What is plantar fasciitis?

Plantar fasciitis occurs when the tissues in the ‘plantar fascia’ - the ligament running along the bottom of your foot, connecting your heel bone to your toes - tear and become inflamed. It is a common reason for heel pain, caused by genetics, lifestyle and footwear.

Interestingly, plantar fasciitis only affects people who wear shoes. But while runners often think of it as a running injury, it’s more common among overweight or sedentary people, as well as those who spend many hours standing. It’s also more likely alongside existing foot issues, like high arches or flat footedness.

Can barefoot living help with plantar fasciitis?

Strengthening foot muscles is one effective way to prevent plantar fasciitis. But traditional footwear (including trainers) is heeled, narrow and rigid. This means the foot muscles don’t need to work as hard, undermining foot strength, agility and flexibility. 

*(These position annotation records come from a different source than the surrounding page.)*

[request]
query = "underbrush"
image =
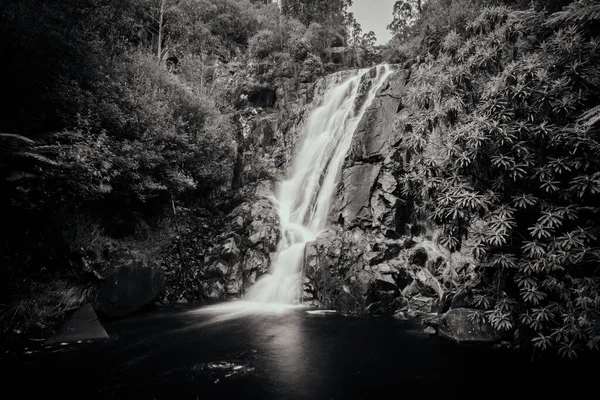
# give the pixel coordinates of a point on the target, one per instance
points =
(41, 306)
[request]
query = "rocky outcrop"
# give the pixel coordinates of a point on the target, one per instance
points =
(83, 325)
(131, 282)
(464, 325)
(243, 252)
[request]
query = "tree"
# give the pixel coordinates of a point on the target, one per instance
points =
(405, 15)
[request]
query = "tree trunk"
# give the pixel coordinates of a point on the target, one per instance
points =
(184, 269)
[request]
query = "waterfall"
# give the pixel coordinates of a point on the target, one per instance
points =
(304, 199)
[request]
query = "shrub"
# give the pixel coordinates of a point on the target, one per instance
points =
(504, 166)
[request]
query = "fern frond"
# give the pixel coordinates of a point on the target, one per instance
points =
(579, 11)
(590, 117)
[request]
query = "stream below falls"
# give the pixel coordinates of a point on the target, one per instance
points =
(279, 352)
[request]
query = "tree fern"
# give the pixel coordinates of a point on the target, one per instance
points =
(578, 11)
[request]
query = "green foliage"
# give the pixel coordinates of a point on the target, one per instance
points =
(263, 44)
(501, 122)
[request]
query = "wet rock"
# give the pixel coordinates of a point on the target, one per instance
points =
(131, 283)
(422, 304)
(383, 298)
(263, 97)
(375, 134)
(464, 325)
(461, 299)
(256, 263)
(419, 257)
(352, 205)
(83, 325)
(430, 330)
(402, 278)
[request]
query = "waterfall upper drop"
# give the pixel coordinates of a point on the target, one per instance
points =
(304, 199)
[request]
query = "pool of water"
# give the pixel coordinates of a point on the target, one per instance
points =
(243, 352)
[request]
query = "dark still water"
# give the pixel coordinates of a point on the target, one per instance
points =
(281, 354)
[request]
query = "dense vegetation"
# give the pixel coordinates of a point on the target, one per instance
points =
(113, 111)
(501, 120)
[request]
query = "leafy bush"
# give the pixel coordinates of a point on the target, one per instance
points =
(502, 163)
(262, 44)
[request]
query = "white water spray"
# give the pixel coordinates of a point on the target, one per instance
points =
(304, 199)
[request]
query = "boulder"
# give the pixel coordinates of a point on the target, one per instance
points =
(465, 325)
(422, 304)
(375, 134)
(83, 325)
(352, 203)
(383, 298)
(130, 283)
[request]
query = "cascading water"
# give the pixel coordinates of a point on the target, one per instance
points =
(304, 198)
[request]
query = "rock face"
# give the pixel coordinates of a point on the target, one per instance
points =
(378, 254)
(130, 283)
(244, 251)
(83, 325)
(464, 325)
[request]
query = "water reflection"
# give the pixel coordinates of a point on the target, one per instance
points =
(239, 309)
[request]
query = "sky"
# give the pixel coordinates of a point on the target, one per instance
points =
(374, 15)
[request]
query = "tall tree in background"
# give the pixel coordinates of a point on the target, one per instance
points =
(405, 14)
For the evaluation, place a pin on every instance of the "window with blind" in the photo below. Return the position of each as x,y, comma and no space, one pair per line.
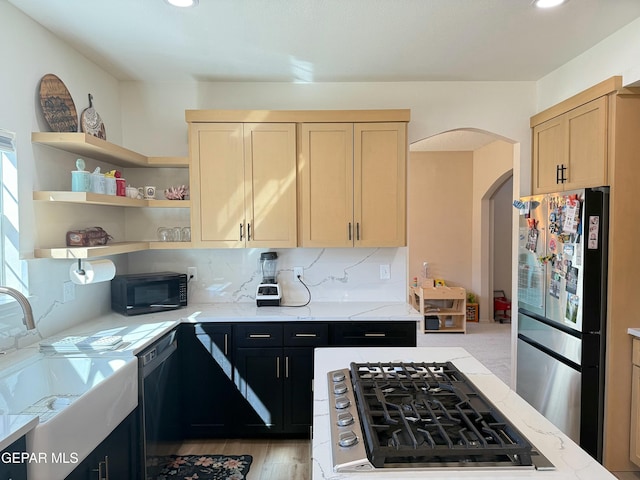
11,268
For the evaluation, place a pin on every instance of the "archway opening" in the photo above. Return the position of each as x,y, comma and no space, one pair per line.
454,180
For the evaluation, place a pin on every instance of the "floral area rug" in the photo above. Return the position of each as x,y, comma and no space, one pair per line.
203,467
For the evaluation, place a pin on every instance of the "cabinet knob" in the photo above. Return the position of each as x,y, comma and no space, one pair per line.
560,170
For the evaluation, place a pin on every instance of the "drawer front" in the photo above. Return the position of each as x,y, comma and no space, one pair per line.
211,328
257,335
397,334
306,334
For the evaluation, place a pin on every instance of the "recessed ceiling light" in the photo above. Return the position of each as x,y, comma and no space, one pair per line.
182,3
547,3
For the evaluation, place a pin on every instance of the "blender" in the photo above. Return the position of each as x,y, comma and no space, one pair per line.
268,293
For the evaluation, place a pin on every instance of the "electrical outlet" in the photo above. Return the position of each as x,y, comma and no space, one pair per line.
385,272
68,292
192,273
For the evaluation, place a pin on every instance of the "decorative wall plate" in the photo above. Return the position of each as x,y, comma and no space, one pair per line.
57,105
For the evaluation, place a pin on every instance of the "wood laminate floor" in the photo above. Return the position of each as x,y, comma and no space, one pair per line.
272,459
290,459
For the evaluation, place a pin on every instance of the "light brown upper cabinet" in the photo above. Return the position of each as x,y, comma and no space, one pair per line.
352,184
570,150
243,184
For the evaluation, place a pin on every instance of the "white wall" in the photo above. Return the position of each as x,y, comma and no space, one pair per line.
618,54
153,123
28,53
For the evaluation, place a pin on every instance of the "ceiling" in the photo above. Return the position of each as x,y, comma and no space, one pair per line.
330,40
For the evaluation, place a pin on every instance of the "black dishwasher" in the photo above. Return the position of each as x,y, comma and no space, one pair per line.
159,399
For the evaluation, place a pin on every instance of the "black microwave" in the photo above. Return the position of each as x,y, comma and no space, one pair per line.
140,293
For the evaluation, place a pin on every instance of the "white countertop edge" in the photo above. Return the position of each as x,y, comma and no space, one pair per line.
140,331
13,427
569,459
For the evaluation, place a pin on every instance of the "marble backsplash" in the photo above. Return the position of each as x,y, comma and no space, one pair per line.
332,275
224,275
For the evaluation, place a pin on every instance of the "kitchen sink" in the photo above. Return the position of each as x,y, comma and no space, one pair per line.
79,400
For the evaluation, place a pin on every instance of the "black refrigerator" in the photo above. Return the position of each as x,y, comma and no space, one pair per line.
562,305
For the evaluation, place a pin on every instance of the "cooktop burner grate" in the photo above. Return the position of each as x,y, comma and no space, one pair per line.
430,413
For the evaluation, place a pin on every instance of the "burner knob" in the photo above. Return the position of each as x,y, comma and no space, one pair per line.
347,439
345,419
340,388
342,402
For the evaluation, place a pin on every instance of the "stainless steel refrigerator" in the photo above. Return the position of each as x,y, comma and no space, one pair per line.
562,292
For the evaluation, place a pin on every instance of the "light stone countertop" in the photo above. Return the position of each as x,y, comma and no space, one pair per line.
140,331
570,460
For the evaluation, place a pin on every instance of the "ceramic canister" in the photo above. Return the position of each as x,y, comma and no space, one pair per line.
80,181
98,183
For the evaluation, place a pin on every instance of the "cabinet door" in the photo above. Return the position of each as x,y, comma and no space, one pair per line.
326,185
298,390
634,449
380,184
217,184
549,153
587,163
259,381
208,392
270,184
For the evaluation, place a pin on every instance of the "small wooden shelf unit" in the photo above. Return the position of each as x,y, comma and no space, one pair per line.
449,304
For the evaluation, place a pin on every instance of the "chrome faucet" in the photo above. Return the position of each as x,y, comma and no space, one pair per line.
24,303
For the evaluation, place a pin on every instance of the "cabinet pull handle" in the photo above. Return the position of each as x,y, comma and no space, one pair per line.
104,464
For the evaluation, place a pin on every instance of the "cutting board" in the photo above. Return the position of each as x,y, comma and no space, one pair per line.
57,105
91,122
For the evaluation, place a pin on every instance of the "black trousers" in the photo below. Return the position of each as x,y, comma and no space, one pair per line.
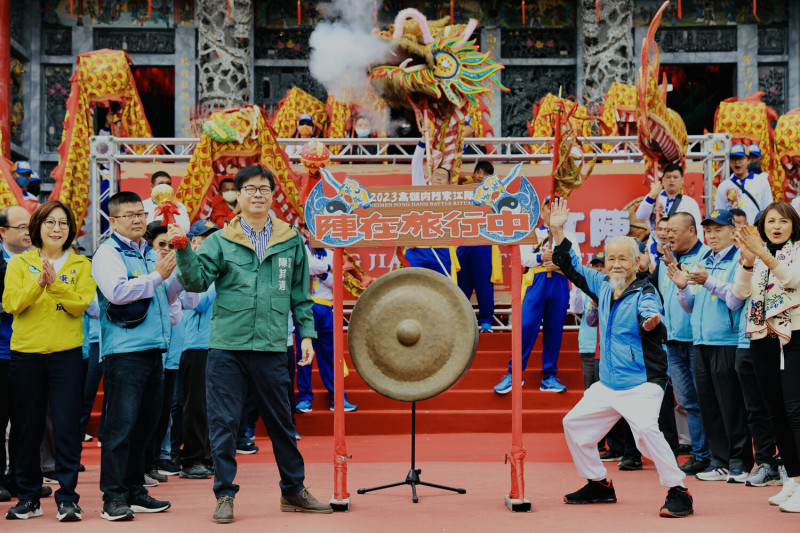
781,390
228,376
36,380
196,446
757,414
134,386
154,444
719,395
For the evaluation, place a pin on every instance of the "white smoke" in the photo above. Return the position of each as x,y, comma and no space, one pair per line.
343,51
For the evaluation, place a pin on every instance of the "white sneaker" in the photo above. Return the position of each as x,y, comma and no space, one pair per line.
792,505
789,486
713,473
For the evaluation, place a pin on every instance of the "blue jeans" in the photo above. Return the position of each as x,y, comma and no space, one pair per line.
545,304
134,386
37,379
476,275
679,358
229,376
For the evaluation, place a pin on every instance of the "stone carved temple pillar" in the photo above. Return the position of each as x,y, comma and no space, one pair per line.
225,62
608,47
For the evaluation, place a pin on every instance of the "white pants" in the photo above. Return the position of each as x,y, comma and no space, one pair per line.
599,409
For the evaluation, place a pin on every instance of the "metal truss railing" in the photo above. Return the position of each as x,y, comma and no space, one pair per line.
107,153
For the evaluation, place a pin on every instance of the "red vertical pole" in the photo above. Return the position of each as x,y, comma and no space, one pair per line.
5,76
517,455
340,493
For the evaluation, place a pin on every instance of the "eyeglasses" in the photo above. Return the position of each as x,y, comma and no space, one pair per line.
250,190
51,223
131,216
21,228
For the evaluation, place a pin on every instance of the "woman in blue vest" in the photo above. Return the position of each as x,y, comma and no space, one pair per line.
48,287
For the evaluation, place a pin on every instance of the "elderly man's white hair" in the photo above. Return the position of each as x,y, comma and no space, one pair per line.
630,242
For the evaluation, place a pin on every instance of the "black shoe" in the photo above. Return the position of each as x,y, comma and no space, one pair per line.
695,466
678,504
682,449
24,509
69,512
610,456
116,512
167,468
144,503
630,463
593,492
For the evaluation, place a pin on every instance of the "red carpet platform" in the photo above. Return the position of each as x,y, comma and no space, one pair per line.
469,407
472,461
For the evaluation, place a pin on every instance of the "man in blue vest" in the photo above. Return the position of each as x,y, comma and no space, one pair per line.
707,293
685,249
14,239
135,288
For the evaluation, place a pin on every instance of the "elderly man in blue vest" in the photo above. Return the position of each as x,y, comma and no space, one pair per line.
685,249
633,369
707,293
135,290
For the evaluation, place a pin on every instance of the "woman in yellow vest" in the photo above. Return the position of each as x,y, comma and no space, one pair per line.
47,290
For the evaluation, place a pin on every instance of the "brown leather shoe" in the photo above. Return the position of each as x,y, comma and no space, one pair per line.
223,514
303,502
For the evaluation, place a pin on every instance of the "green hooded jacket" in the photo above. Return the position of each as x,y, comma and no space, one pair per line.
251,311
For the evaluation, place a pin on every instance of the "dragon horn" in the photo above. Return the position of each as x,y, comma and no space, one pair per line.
467,33
411,13
511,175
328,177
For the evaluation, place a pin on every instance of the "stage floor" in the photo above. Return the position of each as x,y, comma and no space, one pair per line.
471,461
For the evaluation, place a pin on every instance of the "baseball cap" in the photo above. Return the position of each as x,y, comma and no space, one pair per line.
22,167
202,228
738,150
722,217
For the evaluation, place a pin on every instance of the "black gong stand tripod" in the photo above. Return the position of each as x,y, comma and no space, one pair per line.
413,475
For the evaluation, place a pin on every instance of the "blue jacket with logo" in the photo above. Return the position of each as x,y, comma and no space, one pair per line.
713,323
629,355
678,321
154,332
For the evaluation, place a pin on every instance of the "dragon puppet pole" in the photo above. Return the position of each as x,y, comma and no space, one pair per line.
340,494
515,500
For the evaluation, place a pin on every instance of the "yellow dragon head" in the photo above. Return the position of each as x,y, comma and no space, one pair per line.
433,61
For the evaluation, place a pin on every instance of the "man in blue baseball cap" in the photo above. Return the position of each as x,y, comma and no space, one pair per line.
706,291
745,189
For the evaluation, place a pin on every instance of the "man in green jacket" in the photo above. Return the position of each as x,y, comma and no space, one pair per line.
258,264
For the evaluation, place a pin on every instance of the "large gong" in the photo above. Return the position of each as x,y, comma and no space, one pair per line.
412,334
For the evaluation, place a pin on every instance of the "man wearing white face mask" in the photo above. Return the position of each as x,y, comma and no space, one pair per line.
224,205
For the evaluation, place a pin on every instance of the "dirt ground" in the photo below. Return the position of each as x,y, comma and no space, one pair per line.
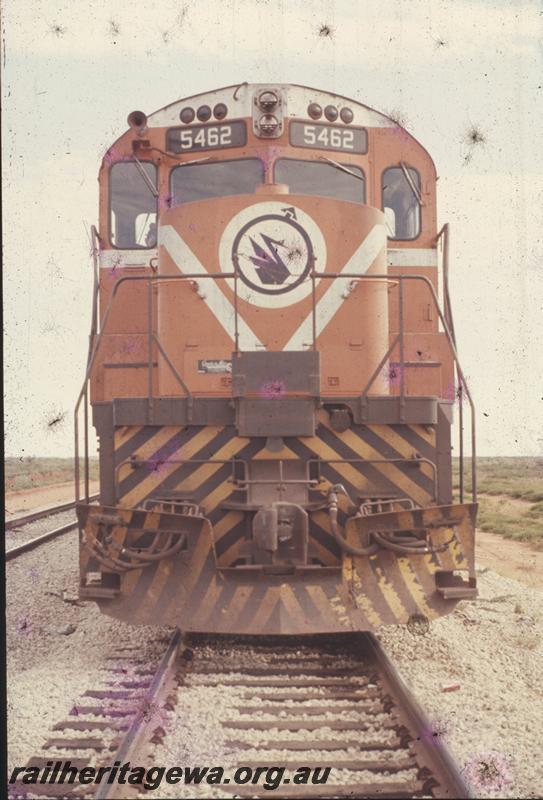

Vivos, on the other hand, are wide, thin and flexible. And emerging evidence suggests this builds foot strength. 

One study of 2,300 children in Manipal, India, compared regularly shod and regularly unshod school kids, and found that regularly unshod kids had wider feet - a sign of foot strength. Another study, by the University of Delaware and Harvard Medical School, found that increasing barefoot activity makes arches stronger and higher. And our own research, undertaken with Liverpool University, shows that wearing Vivos for six months can increase foot strength by a whopping 60%.

Especially if you’re already active, slowly building up to a barefoot lifestyle could make your feet stronger, your movement freer and plantar fasciitis unlikely.

As ever, we recommend that anybody taking steps into barefoot living should take it slowly. Barefoot is a journey, not a sprint.

Our suggestion:

  • Speak to a barefoot specialist first.
  • Go slowly. Spend more time barefoot at home, then slowly add time in barefoot or minimalist shoes.
  • Work on the flexibility and strength of your foot, ankle and calf.
  • Get off that chair! If our feet didn’t evolve to spend their lives encased in traditional shoes, our hips didn’t evolve to sit folded up in chairs all day. Your whole body will thank you.
  • Enjoy! There’s nothing like the feeling of reconnecting your feet to your brains and the world around you.


  1. Rao UB, Joseph B. The influence of footwear on the prevalence of flat foot. A survey of 2300 children. The Journal of bone and joint surgery. British volume. 1992 Jul;74(4):525-7.